Biometrics is an application of technology to authenticate users’ identities through the measurement of physiological or behavioral patterns. The verification system offers greater security to the use of passwords or smart cards. Biometric characteristics cannot be lost or forgotten. As biometric characteristics are concerned with the very makeup of who we are, there are also security, privacy, and ethical concerns in their adoption. Fingerprint, iris, voice, hand geometry, face, and signature are all considered biometric characteristics and used in the authentication process. Examples of everyday biometric applications include thumbprint locks on laptop computers, fingerprint scanners to enter a locked door on a house, and facial recognition scans for forensic use. While there are several examples of biometrics currently in use, it is still an emerging technology. The purpose of this chapter is to provide a descriptive discussion of the current and future state of biometrics.
TopIntroduction
The world is growing increasingly digital as information systems and networks span the globe. As individuals, customers, employees, and employers, we can often connect to the Internet, and to our information systems, from anytime and anywhere. The freedom and flexibility that technology provides is truly astounding when compared to the limits placed on society just a few years ago.
Furthermore, data is recognized as a valuable resource. The information and knowledge that is created with this data is vital to business, trade, and the increased convenience of common day-to-day activities. We use this data to answer a variety of questions. Companies collect and aggregate data on their customers, products, and competitors. Individuals save confidential files on their hard and soft drives. How is this data secured? How are the physical and digital systems that store this data secured? How can we, as citizens of a digital society, protect ourselves from the theft of this private data? If you do not trust the information you are working with, you will not trust the decisions made with that data’s analysis.
Biometrics is becoming more and more common as an answer to those questions. Biometric devices are a means of authenticating user identity or identifying someone from a list of possible matches. This chapter will cover why biometrics is needed, how they are used, important issues in their adoption, and future trends in their evolution.Learning Objectives:
- •
Learn the significance of privacy and the risk of identity theft
- •
Better understand the need for biometrics in modern society
- •
Comprehend the technical, economic, business, and ethical issues related to biometrics
TopThe Need For Biometrics
Imagine the most typical of e-commerce transactions, purchasing an item from an online Web site. You select the merchandise and begin to check out by filling in your personal information to complete the order. Now, also imagine someone standing over your shoulder watching and recording the data that you submit. Even worse, once you are finished, this person uses that data to impersonate you, accessing and using your credit.

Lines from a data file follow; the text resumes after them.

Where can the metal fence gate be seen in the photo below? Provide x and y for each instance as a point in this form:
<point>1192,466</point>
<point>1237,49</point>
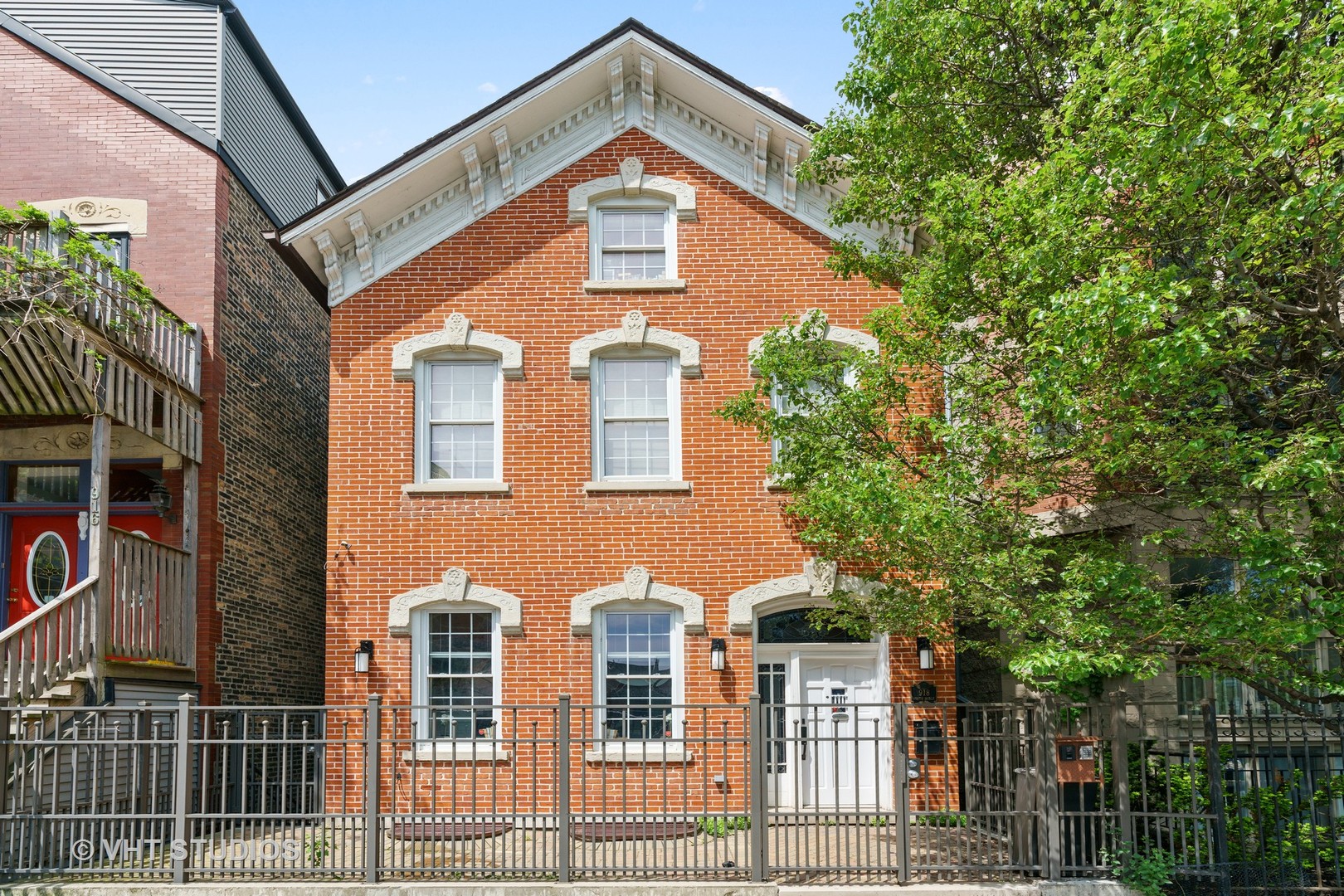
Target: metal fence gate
<point>800,793</point>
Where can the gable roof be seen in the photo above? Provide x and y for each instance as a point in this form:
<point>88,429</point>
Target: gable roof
<point>197,91</point>
<point>629,77</point>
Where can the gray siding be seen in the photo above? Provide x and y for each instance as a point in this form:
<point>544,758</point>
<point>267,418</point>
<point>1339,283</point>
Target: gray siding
<point>168,51</point>
<point>262,143</point>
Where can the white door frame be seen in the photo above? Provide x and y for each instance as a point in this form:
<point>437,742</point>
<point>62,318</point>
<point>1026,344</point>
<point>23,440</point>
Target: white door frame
<point>785,785</point>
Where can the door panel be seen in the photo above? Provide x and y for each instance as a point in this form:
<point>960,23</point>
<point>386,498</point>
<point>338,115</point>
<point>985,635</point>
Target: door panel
<point>43,562</point>
<point>845,772</point>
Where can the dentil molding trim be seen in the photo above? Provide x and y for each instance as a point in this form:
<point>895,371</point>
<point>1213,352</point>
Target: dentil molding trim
<point>637,586</point>
<point>635,332</point>
<point>457,336</point>
<point>455,587</point>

Fraud and identity theft are common examples of cybercrime. The United States’ Federal Trade Commission reported nearly 700,000 cases, with losses totaling nearly $700 million, of identity theft and online fraud during 2005 (Consumer Fraud, 2006). The same report from the FTC listed the most common methods consumer information was misused. A summary of that list can be found in Figure 1.

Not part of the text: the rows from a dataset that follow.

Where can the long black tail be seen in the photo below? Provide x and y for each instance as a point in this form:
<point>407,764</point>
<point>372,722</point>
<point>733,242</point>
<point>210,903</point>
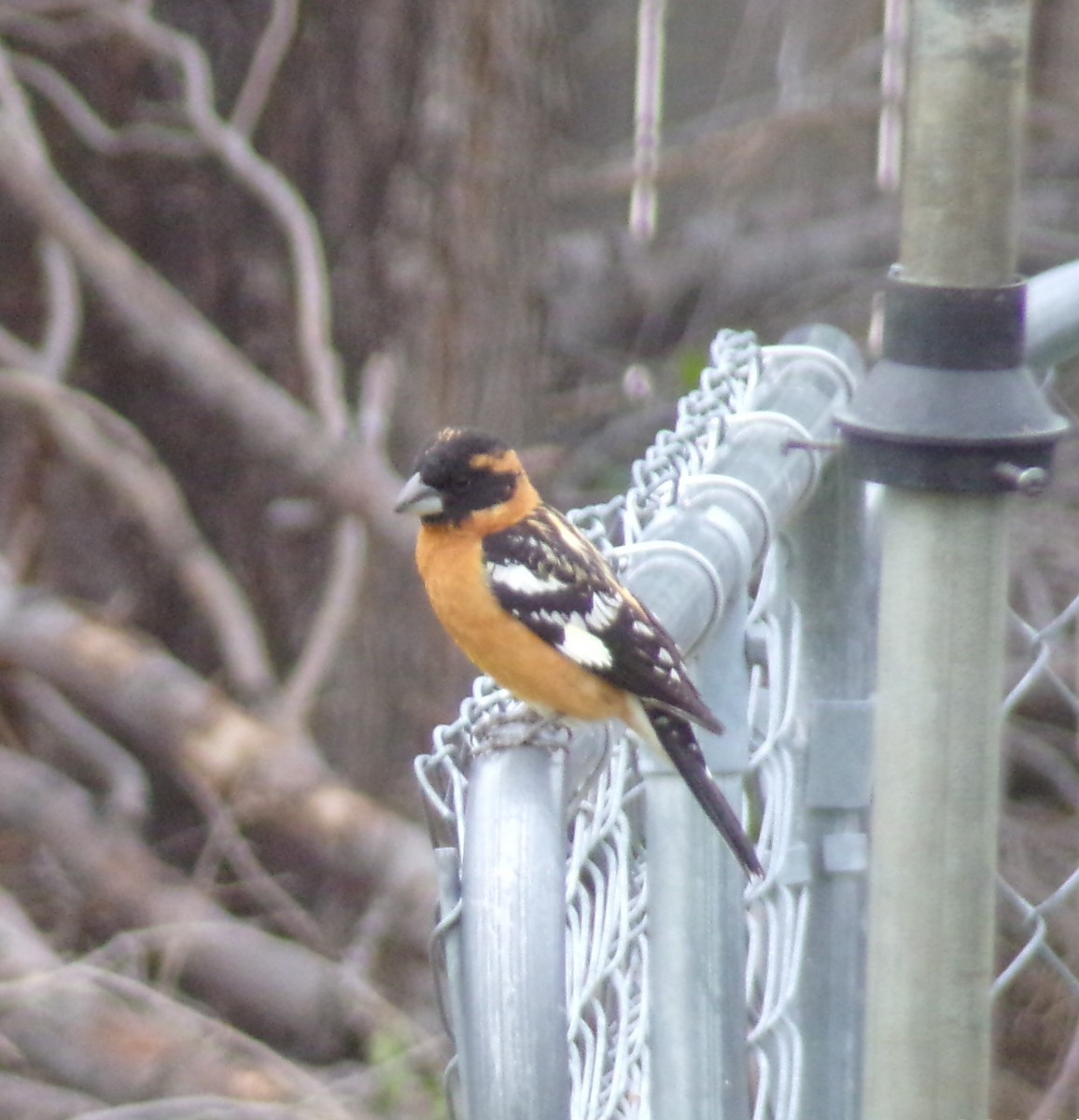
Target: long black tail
<point>680,743</point>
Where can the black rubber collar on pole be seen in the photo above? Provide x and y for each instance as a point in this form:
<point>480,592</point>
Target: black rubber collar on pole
<point>950,407</point>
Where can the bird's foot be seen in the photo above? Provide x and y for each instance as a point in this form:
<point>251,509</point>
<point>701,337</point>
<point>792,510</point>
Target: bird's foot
<point>518,726</point>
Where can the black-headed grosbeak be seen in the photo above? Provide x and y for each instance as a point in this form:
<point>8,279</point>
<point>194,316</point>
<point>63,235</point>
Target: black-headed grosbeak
<point>535,605</point>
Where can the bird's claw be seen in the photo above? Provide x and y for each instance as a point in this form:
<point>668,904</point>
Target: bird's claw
<point>518,726</point>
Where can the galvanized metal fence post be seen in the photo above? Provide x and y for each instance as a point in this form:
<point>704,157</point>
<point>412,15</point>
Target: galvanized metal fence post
<point>514,1044</point>
<point>950,421</point>
<point>696,925</point>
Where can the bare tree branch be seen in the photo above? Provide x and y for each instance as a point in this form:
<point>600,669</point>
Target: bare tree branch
<point>278,988</point>
<point>117,454</point>
<point>345,572</point>
<point>272,424</point>
<point>89,749</point>
<point>273,779</point>
<point>232,147</point>
<point>273,44</point>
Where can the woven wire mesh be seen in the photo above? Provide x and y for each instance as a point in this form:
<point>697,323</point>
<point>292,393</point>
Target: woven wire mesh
<point>607,871</point>
<point>1036,989</point>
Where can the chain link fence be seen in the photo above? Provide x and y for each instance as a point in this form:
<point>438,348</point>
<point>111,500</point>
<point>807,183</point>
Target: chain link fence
<point>789,667</point>
<point>608,876</point>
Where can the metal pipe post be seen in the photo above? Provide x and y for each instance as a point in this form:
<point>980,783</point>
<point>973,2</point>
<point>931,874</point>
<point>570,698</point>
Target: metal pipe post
<point>943,605</point>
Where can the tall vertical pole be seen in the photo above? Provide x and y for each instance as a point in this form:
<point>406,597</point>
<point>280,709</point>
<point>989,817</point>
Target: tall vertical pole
<point>943,604</point>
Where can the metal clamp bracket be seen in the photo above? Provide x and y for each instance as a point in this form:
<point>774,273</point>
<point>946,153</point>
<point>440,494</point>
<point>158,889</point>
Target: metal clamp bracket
<point>950,406</point>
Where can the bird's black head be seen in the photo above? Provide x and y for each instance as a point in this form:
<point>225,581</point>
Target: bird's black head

A key aspect of both fraud and identity theft is the ability of the cybercriminal to impersonate the victim while convincing others of the fraudulent identity. This is especially true for systems that require only passwords, user logins, or simple ID swipe cards. For each of these, cybercriminals are able to obtain the password, login, or card through techniques that range from human engineering to user carelessness to sophisticated software programs. Once the cybercriminal has obtained the password or ID card, there is little to stop them from impersonating the victim. The password and card provide access to the prey’s physical and digital systems and assets. Examples include access to bank accounts, to credit, to government services, and through physical entryways.
In this light, biometric security measures would be particularly useful because their use of unique human characteristics makes it far less likely that a cybercriminal would be successful impersonating the victim. While a cyberthief may steal a password it becomes harder to steal the pattern of veins in a retina and more difficult to forge someone else’s fingerprints.